Who Is a Candidate for Semaglutide?
Semaglutide (Wegovy) for weight management is FDA-approved for:
- Adults with a BMI ≥ 30 (obesity), or
- Adults with a BMI ≥ 27 (overweight) plus at least one weight-related comorbidity (type 2 diabetes, hypertension, high cholesterol, cardiovascular disease, or obstructive sleep apnea)
Semaglutide is contraindicated in:
- Personal or family history of medullary thyroid carcinoma (MTC) or MEN2
- Pregnancy (or within 2 months of planned conception)
- Known hypersensitivity to semaglutide
Practical Considerations
Injection Technique
- Rotate injection sites each week to prevent lipodystrophy
- Inject into subcutaneous fat (not muscle) at the abdomen, thigh, or upper arm
- Store pens in the refrigerator; do not freeze. Pens in use can be kept at room temperature for up to 28 days
Managing Side Effects
- Start with smaller, lower-fat meals
- Eat slowly and stop before feeling full
- Avoid carbonated beverages during the first weeks of each dose increase
What Happens if You Stop?
Studies show that most patients regain a significant portion of lost weight within 12 months of stopping semaglutide. This is consistent with understanding obesity as a chronic condition — for sustained results, long-term treatment is typically required.
Conclusion
Semaglutide represents a genuine paradigm shift in obesity and metabolic medicine. With consistent double-digit weight loss in clinical trials, proven cardiovascular benefit, and an expanding list of FDA approvals, it has earned its place as a cornerstone therapy for millions of people managing obesity, type 2 diabetes, and related conditions.
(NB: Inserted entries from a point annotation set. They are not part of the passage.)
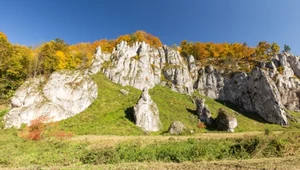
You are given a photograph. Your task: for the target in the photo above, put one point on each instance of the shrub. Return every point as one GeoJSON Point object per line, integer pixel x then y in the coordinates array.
{"type": "Point", "coordinates": [35, 130]}
{"type": "Point", "coordinates": [201, 125]}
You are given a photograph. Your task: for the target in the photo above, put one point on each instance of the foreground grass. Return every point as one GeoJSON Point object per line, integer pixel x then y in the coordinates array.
{"type": "Point", "coordinates": [50, 152]}
{"type": "Point", "coordinates": [290, 163]}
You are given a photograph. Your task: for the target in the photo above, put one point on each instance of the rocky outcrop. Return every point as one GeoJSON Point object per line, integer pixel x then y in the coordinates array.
{"type": "Point", "coordinates": [288, 82]}
{"type": "Point", "coordinates": [203, 112]}
{"type": "Point", "coordinates": [264, 91]}
{"type": "Point", "coordinates": [146, 113]}
{"type": "Point", "coordinates": [62, 95]}
{"type": "Point", "coordinates": [177, 128]}
{"type": "Point", "coordinates": [225, 121]}
{"type": "Point", "coordinates": [210, 82]}
{"type": "Point", "coordinates": [142, 66]}
{"type": "Point", "coordinates": [256, 92]}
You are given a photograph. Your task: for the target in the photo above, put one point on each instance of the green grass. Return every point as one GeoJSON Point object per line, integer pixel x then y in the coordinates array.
{"type": "Point", "coordinates": [3, 111]}
{"type": "Point", "coordinates": [246, 121]}
{"type": "Point", "coordinates": [17, 152]}
{"type": "Point", "coordinates": [112, 112]}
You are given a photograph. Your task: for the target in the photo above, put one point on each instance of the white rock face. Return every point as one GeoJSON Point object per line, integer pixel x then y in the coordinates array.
{"type": "Point", "coordinates": [64, 94]}
{"type": "Point", "coordinates": [146, 113]}
{"type": "Point", "coordinates": [142, 66]}
{"type": "Point", "coordinates": [264, 92]}
{"type": "Point", "coordinates": [225, 121]}
{"type": "Point", "coordinates": [210, 82]}
{"type": "Point", "coordinates": [203, 112]}
{"type": "Point", "coordinates": [176, 128]}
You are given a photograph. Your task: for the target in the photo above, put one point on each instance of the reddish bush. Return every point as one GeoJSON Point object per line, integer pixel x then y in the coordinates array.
{"type": "Point", "coordinates": [35, 130]}
{"type": "Point", "coordinates": [201, 125]}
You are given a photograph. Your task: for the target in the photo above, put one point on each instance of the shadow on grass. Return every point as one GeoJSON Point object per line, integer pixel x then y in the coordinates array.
{"type": "Point", "coordinates": [194, 112]}
{"type": "Point", "coordinates": [212, 127]}
{"type": "Point", "coordinates": [250, 115]}
{"type": "Point", "coordinates": [129, 114]}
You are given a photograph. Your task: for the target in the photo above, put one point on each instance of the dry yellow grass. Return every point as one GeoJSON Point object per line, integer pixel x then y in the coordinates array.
{"type": "Point", "coordinates": [111, 140]}
{"type": "Point", "coordinates": [288, 163]}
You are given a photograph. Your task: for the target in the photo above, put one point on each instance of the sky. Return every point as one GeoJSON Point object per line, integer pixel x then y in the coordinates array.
{"type": "Point", "coordinates": [32, 22]}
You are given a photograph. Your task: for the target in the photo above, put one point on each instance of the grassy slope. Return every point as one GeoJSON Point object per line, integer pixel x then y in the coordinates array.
{"type": "Point", "coordinates": [112, 112]}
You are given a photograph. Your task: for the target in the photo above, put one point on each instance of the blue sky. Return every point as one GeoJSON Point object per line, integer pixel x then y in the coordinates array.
{"type": "Point", "coordinates": [32, 22]}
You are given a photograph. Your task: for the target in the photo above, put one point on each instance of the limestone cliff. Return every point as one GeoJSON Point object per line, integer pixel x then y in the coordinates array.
{"type": "Point", "coordinates": [263, 91]}
{"type": "Point", "coordinates": [62, 95]}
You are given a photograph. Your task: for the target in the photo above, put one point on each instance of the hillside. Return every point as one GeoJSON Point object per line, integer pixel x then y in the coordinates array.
{"type": "Point", "coordinates": [112, 112]}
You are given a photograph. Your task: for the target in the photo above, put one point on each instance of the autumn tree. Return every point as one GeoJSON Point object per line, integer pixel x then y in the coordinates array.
{"type": "Point", "coordinates": [286, 48]}
{"type": "Point", "coordinates": [275, 48]}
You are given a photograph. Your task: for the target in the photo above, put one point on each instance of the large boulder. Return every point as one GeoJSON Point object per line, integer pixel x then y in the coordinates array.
{"type": "Point", "coordinates": [226, 122]}
{"type": "Point", "coordinates": [62, 95]}
{"type": "Point", "coordinates": [203, 112]}
{"type": "Point", "coordinates": [177, 128]}
{"type": "Point", "coordinates": [256, 92]}
{"type": "Point", "coordinates": [146, 113]}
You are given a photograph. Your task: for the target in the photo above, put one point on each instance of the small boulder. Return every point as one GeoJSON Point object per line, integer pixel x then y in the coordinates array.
{"type": "Point", "coordinates": [226, 122]}
{"type": "Point", "coordinates": [203, 112]}
{"type": "Point", "coordinates": [146, 113]}
{"type": "Point", "coordinates": [124, 92]}
{"type": "Point", "coordinates": [176, 128]}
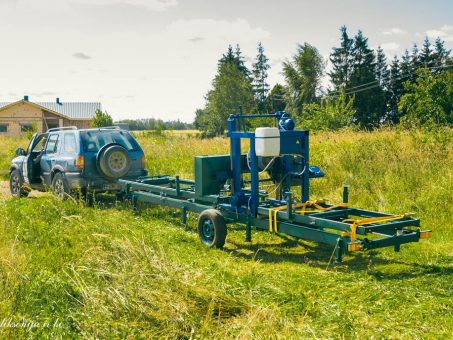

No medication is without trade-offs, and semaglutide's gastrointestinal side effects, cost, and the reality of weight regain upon discontinuation are important considerations. But for appropriate candidates working with a qualified healthcare provider, semaglutide offers a degree of metabolic benefit that was unthinkable just a decade ago.
As higher doses enter trials and combination therapies emerge, the science of GLP-1 medicine is only accelerating. Semaglutide is where that revolution started.
This article is for informational and educational purposes only. It is not medical advice. Always consult a licensed healthcare provider before starting, stopping, or changing any medication.